If we can address gap 1 and be confident the directors are setting the appropriate direction through their policies, these then need to be translated into the management system. The task of documenting this often falls to QA (or one of the many flavours of QHSE) but how often is it really led by policies from the top?
How often are management systems documented on the basis of what is being done, on the assumption that this is already right? Documenting a system bottom-up will certainly stand the best chance of having system that will pass a compliance audit but, to coin a phrase, it’s putting the cart before the horse. There are good reasons why the first requirements of ISO9001 are to have management lead but, other than in small organisations (at the lower end of the SME range), it’s often led from the middle. The managing director may sign-off on policies but did he/she actually write them or decide what should go in?
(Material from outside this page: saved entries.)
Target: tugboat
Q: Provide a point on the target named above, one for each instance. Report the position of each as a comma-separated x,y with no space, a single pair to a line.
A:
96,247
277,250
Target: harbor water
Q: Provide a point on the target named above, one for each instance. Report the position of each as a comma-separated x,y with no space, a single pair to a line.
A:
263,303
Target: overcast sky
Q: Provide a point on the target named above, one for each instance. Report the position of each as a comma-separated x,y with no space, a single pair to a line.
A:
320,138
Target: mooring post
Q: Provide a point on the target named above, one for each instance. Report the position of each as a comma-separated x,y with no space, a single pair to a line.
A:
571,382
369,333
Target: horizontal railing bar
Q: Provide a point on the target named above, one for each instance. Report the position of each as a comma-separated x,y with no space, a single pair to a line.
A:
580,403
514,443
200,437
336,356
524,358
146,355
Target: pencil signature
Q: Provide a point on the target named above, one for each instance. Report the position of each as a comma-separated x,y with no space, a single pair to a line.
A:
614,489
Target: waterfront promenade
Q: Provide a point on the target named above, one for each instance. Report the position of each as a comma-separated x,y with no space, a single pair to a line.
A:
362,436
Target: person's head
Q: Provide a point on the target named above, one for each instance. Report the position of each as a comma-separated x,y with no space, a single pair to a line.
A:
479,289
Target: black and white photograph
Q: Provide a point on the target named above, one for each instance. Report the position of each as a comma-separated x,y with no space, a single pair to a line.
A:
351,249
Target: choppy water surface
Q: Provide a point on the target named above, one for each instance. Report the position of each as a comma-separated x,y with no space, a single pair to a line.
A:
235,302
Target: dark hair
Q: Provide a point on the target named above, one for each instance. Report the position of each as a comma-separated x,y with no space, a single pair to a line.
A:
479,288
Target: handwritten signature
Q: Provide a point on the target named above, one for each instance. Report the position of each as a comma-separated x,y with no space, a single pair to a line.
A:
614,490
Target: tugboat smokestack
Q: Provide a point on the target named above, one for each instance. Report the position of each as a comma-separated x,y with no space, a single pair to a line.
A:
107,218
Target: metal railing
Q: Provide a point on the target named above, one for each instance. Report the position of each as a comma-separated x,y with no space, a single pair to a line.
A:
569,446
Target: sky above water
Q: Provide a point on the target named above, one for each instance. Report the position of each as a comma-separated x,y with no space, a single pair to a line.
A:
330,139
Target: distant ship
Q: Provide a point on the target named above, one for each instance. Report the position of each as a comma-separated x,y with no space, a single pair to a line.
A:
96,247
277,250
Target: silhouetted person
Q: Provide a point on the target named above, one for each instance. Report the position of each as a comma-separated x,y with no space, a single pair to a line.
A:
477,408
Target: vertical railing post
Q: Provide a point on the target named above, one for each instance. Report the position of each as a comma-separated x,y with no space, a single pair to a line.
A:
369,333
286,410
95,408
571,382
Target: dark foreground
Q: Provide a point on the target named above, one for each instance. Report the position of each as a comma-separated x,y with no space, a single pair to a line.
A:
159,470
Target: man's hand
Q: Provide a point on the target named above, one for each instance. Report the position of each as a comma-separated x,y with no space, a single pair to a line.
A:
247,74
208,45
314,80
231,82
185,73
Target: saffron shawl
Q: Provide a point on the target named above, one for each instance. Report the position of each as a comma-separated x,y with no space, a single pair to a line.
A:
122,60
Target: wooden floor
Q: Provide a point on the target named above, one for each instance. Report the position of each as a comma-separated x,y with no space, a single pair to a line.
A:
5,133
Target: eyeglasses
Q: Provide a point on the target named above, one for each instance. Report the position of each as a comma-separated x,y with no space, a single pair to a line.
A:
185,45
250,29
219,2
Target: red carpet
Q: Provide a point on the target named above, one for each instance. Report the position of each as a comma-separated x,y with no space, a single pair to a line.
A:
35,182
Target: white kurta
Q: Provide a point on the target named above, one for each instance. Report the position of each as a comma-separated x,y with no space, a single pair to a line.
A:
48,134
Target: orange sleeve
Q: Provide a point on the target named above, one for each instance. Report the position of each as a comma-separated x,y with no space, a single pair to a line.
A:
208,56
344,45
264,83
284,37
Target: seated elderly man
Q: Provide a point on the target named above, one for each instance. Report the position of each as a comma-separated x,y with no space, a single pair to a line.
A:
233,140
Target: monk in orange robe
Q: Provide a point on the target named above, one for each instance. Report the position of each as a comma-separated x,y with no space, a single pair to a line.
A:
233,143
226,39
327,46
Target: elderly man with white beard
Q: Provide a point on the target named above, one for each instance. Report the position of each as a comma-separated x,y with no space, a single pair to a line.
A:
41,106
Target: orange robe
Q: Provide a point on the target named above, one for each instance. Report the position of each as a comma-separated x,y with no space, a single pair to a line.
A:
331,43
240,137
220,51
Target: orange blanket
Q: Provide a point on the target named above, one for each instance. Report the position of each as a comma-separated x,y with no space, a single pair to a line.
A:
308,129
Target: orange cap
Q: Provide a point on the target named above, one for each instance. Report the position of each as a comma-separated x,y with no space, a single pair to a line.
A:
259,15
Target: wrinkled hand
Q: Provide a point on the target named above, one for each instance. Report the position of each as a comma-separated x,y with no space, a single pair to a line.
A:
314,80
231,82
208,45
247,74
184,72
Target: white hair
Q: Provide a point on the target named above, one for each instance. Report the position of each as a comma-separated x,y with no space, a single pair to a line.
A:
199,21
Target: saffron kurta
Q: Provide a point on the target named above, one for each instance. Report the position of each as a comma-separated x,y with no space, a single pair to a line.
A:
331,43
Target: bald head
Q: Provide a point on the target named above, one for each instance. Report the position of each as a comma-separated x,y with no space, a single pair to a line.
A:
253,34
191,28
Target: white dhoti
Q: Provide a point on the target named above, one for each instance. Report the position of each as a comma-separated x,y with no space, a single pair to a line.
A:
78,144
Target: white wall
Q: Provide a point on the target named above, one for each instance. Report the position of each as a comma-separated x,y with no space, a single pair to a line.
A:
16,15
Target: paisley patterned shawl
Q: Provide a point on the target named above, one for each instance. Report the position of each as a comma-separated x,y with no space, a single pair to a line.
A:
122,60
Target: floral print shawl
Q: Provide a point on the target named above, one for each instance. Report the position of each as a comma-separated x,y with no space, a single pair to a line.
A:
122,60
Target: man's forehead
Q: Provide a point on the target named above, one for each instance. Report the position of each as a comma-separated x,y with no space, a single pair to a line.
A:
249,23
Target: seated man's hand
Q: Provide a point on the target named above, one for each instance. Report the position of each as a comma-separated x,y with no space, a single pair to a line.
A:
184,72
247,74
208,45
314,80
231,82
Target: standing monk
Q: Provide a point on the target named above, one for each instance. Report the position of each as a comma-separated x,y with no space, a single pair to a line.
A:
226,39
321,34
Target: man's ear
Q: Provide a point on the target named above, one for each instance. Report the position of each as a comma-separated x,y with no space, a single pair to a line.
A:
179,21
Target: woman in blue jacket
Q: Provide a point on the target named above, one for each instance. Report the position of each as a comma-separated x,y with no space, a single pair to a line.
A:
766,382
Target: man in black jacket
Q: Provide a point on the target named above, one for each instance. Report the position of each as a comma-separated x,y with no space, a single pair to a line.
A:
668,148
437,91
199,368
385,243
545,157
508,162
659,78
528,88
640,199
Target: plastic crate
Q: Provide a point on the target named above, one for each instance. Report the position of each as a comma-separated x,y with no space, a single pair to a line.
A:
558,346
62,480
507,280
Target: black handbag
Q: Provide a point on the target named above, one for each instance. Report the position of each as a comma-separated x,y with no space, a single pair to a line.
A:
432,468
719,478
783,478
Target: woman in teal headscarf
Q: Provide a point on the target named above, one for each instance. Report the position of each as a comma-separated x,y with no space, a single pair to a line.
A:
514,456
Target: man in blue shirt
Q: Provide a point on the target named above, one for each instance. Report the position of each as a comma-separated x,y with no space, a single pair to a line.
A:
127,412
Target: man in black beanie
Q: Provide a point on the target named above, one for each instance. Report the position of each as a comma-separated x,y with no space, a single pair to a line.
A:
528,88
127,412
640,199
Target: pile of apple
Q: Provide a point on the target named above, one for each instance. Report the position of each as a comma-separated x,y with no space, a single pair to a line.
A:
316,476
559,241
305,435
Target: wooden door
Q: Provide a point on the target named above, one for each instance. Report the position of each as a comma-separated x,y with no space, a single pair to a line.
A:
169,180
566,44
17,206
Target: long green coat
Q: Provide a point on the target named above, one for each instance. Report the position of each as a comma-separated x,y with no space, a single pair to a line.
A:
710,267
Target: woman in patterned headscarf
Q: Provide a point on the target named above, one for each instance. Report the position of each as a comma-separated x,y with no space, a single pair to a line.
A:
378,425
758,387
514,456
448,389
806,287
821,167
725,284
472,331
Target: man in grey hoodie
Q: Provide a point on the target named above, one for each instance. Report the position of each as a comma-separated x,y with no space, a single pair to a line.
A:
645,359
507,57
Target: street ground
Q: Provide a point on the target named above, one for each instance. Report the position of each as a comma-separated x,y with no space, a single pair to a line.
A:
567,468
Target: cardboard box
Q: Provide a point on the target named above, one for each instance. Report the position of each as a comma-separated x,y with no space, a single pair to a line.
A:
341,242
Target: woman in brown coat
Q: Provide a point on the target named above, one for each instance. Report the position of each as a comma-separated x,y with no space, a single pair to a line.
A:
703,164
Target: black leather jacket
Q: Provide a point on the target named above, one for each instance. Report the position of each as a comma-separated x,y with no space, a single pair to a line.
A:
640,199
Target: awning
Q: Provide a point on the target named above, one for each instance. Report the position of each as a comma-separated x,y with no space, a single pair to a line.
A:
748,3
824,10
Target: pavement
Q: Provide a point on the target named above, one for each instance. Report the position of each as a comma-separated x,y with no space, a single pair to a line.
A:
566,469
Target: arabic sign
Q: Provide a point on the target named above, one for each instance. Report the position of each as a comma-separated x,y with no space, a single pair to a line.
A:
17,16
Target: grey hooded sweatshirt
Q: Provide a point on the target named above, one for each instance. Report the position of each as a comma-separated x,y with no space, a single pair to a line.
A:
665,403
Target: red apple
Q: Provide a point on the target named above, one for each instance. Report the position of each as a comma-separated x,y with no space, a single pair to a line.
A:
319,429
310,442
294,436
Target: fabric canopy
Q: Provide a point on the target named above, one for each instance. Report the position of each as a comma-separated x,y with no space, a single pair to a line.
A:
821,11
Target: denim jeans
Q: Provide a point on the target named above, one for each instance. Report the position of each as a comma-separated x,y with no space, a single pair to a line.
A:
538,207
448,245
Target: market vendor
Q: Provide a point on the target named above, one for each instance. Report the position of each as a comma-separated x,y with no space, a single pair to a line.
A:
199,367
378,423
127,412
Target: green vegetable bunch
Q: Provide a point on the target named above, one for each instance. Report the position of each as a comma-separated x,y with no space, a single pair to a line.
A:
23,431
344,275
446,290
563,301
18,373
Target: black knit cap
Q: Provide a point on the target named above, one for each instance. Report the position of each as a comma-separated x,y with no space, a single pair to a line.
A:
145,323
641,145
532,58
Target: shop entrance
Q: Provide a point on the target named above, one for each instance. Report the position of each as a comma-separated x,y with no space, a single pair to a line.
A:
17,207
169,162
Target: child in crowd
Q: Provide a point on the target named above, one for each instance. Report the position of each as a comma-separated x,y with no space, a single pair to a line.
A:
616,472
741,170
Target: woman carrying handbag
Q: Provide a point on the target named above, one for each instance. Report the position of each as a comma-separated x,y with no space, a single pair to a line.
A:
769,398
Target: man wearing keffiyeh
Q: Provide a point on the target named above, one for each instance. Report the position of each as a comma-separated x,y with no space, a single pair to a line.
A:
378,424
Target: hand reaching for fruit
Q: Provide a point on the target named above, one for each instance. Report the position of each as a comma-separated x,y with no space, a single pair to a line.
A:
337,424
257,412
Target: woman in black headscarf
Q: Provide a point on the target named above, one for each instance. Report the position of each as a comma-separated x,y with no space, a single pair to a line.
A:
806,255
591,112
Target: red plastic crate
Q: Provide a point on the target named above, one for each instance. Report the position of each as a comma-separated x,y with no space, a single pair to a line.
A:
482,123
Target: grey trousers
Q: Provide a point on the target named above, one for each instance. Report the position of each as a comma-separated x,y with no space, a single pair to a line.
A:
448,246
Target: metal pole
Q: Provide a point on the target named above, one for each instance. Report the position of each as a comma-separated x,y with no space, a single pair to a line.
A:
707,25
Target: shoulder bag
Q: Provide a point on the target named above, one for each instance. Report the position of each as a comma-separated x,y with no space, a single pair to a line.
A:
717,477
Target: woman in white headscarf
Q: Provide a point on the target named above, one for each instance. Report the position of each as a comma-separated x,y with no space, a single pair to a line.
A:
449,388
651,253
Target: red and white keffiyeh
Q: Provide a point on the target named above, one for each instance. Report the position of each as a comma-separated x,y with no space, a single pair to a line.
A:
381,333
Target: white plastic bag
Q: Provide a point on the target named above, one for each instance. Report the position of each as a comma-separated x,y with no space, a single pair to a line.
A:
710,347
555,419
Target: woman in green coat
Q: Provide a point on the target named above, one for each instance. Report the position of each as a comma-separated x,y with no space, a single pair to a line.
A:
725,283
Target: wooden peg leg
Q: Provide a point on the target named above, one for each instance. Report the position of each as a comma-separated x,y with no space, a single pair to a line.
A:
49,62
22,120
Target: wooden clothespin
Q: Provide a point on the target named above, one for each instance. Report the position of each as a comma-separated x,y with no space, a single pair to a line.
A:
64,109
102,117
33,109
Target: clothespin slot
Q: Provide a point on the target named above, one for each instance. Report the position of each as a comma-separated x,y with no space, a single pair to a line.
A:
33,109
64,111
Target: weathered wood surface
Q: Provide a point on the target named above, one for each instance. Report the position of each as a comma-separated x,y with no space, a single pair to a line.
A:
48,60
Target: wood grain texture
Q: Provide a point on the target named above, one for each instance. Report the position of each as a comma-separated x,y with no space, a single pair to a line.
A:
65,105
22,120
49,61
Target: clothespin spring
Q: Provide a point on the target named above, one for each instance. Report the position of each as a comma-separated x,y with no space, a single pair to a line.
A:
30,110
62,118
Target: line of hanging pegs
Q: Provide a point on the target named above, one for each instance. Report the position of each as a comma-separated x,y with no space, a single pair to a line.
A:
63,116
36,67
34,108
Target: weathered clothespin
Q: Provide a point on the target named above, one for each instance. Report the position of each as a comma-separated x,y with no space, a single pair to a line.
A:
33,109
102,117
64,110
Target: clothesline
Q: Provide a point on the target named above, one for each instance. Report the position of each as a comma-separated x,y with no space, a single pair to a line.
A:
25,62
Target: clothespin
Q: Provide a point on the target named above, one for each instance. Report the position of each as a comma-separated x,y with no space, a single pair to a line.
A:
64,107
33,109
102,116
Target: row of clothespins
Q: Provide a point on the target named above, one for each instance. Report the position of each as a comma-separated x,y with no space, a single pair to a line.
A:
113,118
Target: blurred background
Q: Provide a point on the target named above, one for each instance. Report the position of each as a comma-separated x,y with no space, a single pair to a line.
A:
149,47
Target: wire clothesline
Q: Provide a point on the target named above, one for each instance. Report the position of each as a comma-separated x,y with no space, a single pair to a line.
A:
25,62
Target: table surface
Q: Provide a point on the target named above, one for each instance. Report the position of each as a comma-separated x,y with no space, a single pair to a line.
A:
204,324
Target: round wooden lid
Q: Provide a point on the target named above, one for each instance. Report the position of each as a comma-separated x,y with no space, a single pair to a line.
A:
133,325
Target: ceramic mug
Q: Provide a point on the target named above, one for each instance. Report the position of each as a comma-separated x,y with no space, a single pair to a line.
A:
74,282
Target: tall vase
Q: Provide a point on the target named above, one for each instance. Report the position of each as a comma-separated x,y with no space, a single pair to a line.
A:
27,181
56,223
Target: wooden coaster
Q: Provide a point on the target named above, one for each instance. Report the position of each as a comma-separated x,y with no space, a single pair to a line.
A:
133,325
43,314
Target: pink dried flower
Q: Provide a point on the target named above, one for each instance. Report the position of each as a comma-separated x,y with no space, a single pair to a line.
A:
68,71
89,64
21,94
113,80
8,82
Do the policies provide a clear lead or are they too generic? Are the policies there to plug a gap in the management system documentation or do they direct?
To take a common example, the “Quality Policy” is not part of the QMS (quality management system) – it is the standard that defines what the management system should deliver. It should be setting direction and delegating responsibilities. A quality policy written by the quality manager and presented to the managing director for signing is being led from the middle. Leadership must come from the top and the management system must be aligned to that leadership. And gap 2 won’t be picked up in audits (those address gap 3) – this is where the “management review” comes to the fore, but only if the most senior management take part and are engaged. A management review without the directors is little more than a desktop system audit – not a tool to determine if the management system is set out to deliver what it should.